Emerging into the dorm's entry, she paused by the bulletin board. There it was, the index card advertising a ride to Dartmouth, surrounded by all those other notices—the pro-choice demonstration, the list of campus movies sponsored by the Winfield Student Organization, the poetry reading—which, Sally noticed, had taken place last week.

Which, she also noticed, had been given by Winfield College's visiting artist, Laura Ryershank.

Laura
Ryershank.

Of course not. Paul had never taken an interest in poetry. And how would he have even met the school's visiting artist? The woman had visited last week, a good three months after Paul had skidded his car into a tree.

Shaking her head, Sally turned from the bulletin board.

And turned back.

Laura Ryershank
.

Absolutely not.

With a nod at the fuzzy-scalped boy behind the desk, she shoved open the door and stepped outside the dormitory. The sky had lost a few degrees of light in the time it had taken her to talk sense to Tina, and the air had lost a few degrees of heat. She dug a cardigan out of her tote bag, slid her arms through the sleeves and started down the path that led out of the quad and back to the campus. Students swarmed through the door of the language building, milled near the main entrance to the library, bicycled past her, shouted to one another. Girls bowed their heads together and whispered. Boys engaged in shoving matches. Sally felt aeons older than all of them.

She wasn't the only older person strolling the walkways of the campus. A few professorial types wove among the students. She spotted a campus security officer on one of the paths, and a silver-haired woman smoking a pipe and wearing a tweed blazer stretched out at the elbows, and descending the steps of the main administration building a tall man with tousled black curls.

What the hell was Todd doing at Winfield College?

He must have spotted her, because he froze on the second step and stared straight at her. He was a little too far away for her to tell whether he was frowning, but it was a lot easier to imagine him frowning than smiling
at the sight of her. She herself was frowning; she could feel the muscles contract in her forehead.

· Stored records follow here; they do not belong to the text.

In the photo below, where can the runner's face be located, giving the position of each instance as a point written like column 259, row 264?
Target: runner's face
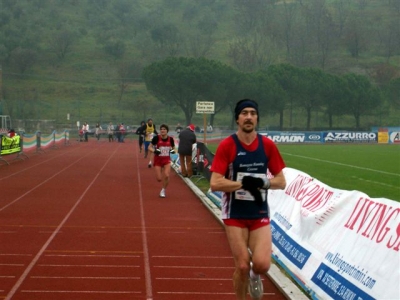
column 247, row 120
column 163, row 132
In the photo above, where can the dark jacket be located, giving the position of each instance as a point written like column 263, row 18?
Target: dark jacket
column 186, row 140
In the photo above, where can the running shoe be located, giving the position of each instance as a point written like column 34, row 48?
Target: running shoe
column 162, row 193
column 256, row 289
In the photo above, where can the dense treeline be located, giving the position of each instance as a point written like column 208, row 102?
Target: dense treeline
column 332, row 56
column 182, row 81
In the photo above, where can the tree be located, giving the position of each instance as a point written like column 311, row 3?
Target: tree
column 60, row 42
column 361, row 97
column 183, row 81
column 23, row 59
column 309, row 88
column 127, row 73
column 333, row 96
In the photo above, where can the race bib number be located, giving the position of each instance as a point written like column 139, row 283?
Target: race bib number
column 245, row 195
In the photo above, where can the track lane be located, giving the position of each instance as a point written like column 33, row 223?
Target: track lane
column 121, row 241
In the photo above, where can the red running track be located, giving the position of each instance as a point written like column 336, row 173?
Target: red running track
column 85, row 221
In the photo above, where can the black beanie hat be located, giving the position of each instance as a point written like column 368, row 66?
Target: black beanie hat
column 241, row 104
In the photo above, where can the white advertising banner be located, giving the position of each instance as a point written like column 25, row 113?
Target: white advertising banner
column 340, row 244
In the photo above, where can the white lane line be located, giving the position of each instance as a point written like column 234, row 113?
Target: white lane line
column 89, row 266
column 192, row 267
column 199, row 293
column 84, row 277
column 14, row 254
column 340, row 164
column 195, row 279
column 146, row 255
column 92, row 255
column 50, row 239
column 81, row 292
column 38, row 164
column 45, row 181
column 189, row 256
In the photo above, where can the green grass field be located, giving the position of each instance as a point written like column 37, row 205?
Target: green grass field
column 370, row 168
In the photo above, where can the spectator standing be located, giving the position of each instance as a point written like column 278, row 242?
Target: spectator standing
column 98, row 131
column 110, row 132
column 122, row 130
column 178, row 128
column 118, row 133
column 149, row 131
column 85, row 129
column 186, row 140
column 140, row 131
column 239, row 170
column 162, row 145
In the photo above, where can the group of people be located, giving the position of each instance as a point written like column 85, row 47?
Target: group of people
column 119, row 131
column 239, row 170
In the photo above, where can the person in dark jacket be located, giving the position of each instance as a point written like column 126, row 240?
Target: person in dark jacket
column 187, row 138
column 141, row 132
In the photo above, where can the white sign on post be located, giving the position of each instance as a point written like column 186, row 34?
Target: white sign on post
column 204, row 107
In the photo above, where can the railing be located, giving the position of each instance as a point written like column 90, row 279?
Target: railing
column 20, row 144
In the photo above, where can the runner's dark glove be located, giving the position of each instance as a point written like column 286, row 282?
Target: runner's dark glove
column 253, row 185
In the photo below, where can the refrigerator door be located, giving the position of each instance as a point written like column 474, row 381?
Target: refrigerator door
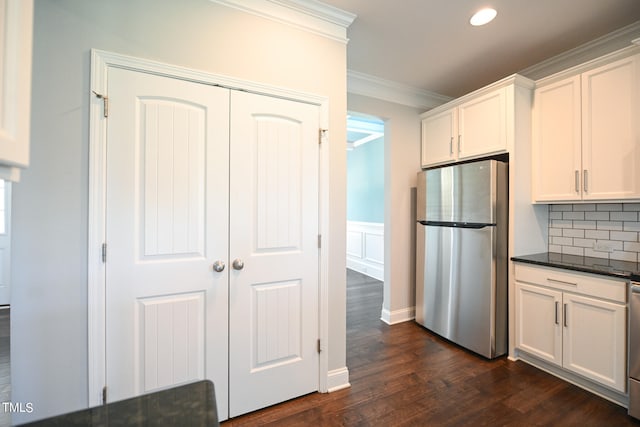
column 461, row 194
column 462, row 294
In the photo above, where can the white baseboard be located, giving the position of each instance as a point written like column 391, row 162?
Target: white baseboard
column 365, row 248
column 338, row 379
column 366, row 268
column 398, row 316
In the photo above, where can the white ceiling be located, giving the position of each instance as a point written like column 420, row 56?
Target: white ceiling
column 430, row 45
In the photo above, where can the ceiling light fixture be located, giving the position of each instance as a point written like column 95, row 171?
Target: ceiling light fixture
column 483, row 16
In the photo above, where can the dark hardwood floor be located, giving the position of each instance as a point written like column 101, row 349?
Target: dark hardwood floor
column 5, row 372
column 402, row 375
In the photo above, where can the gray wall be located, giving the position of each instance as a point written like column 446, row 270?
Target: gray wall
column 49, row 357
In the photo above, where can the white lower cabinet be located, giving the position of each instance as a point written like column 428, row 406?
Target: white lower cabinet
column 575, row 321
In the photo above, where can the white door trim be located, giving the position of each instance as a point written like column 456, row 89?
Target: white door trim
column 101, row 61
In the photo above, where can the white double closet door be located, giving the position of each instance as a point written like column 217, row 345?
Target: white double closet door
column 199, row 175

He stood between her and the college gate. There were other ways to exit the campus, but it would look pretty strange if she U-turned and hustled off in the direction she'd just come from. She wasn't afraid of him, after all. She didn't have to rearrange her life to avoid him. She could walk right past him, or even say hello to him if she had to. He still had the Laura letters in his possession, and he was the executor of her husband's will, so she was going to have to deal with him. If she'd managed to deal with him when she'd hated him, she supposed she could deal with him now.

But it had been easier to deal with him when she'd hated him—which she still did, she reminded herself, maybe hated him even more because he stirred up so many conflicting emotions inside her. She hated him because if he hadn't kissed her, she might have been able to go on hating him the way she used to. But now she had to hate him because kissing him had felt too good.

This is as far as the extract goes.